"Kalo gue panggil sayang aja gimana?"
Perut Sherryn terasa mual mendengar penuturan lelaki didepannya ini. Ya terheran saja, ia berpikir ada ya lelaki seberani dia? Mungkin tampangnya saja dari depan begitu cool tapi saat bersama Sherryn mengapa terkesan berbeda?
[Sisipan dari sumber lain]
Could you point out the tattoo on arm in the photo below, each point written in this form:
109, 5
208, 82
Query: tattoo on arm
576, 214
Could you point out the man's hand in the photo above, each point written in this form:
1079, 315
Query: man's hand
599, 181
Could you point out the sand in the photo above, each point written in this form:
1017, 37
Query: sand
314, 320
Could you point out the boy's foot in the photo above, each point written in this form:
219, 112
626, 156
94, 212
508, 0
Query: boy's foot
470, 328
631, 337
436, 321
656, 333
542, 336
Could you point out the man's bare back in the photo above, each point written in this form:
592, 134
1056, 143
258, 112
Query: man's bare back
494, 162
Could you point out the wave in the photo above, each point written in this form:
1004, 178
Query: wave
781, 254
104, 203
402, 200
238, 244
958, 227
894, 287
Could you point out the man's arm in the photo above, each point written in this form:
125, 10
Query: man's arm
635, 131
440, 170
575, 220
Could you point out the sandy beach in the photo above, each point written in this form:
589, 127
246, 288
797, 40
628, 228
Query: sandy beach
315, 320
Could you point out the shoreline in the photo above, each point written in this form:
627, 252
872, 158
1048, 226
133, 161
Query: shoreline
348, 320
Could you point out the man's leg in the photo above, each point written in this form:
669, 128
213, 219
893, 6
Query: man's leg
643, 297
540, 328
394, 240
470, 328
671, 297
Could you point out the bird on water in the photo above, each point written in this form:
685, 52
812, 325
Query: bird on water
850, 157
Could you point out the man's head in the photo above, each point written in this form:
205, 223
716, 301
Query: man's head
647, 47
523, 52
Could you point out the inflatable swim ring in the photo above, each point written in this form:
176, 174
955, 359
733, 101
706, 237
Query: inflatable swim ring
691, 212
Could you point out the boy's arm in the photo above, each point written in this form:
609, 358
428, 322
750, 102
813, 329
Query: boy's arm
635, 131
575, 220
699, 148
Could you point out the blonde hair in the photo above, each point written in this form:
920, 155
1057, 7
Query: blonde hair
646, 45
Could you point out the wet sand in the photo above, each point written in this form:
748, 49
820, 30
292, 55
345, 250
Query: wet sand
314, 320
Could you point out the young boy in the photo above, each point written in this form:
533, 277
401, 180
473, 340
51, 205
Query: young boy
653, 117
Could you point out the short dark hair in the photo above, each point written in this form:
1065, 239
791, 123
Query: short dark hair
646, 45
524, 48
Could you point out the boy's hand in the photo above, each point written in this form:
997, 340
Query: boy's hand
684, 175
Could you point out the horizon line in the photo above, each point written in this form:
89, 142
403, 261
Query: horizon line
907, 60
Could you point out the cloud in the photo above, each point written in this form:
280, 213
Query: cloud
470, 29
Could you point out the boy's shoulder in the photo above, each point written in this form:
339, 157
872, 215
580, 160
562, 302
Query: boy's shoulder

"Bercanda bercanda, jangan dibawa serius haha!" Melihat respon Sherryn Jevano langsung tangkap dan memberi dia penjelasan. Takut salah paham.
"Eh iya ka, gak lah aku gak anggap serius kok" Ujar Sherryn dengan sedikit menggangguk.
"Yaudah lo mau ke cafe di hotel ini? Biar kita minum yang anget anget kan udara Bandung dingin, jadi enak kalo minum yang anget!" Sahut Jevano sembari kembali ingin meraih tangan Sherryn, tapi langsung ditepis gadis itu.
Jevano menoleh heran. "Gak usah kak, tanganku basah kalo terlalu lama digenggam, gak enak tangan kaka jadi basah" Ucap Sherryn memberi tahu.
Memang tangan Sherryn tipe tangan yang cepat berkeringat jika terlalu lama menggenggam sesuatu. Ia merasa tak enak melihat tangan Jevano yang ikut basah karenanya. Disini ada yang sama tangannya seperti Sherryn?
Ngomong ngomong mengapa mereka menjadi akrab seperti ini? Sejak kapan?
Tapikan---Ah! Sudahlah lupakan.
Jevano terkekeh tampan sambil melihat kearah tangannya, tidak terlalu basah menurutnya. Ia pun kembali melirik ke arah Sherryn dan berkata. "Gak apa apa justru gue suka, tangan gue jadi anget karena lo!"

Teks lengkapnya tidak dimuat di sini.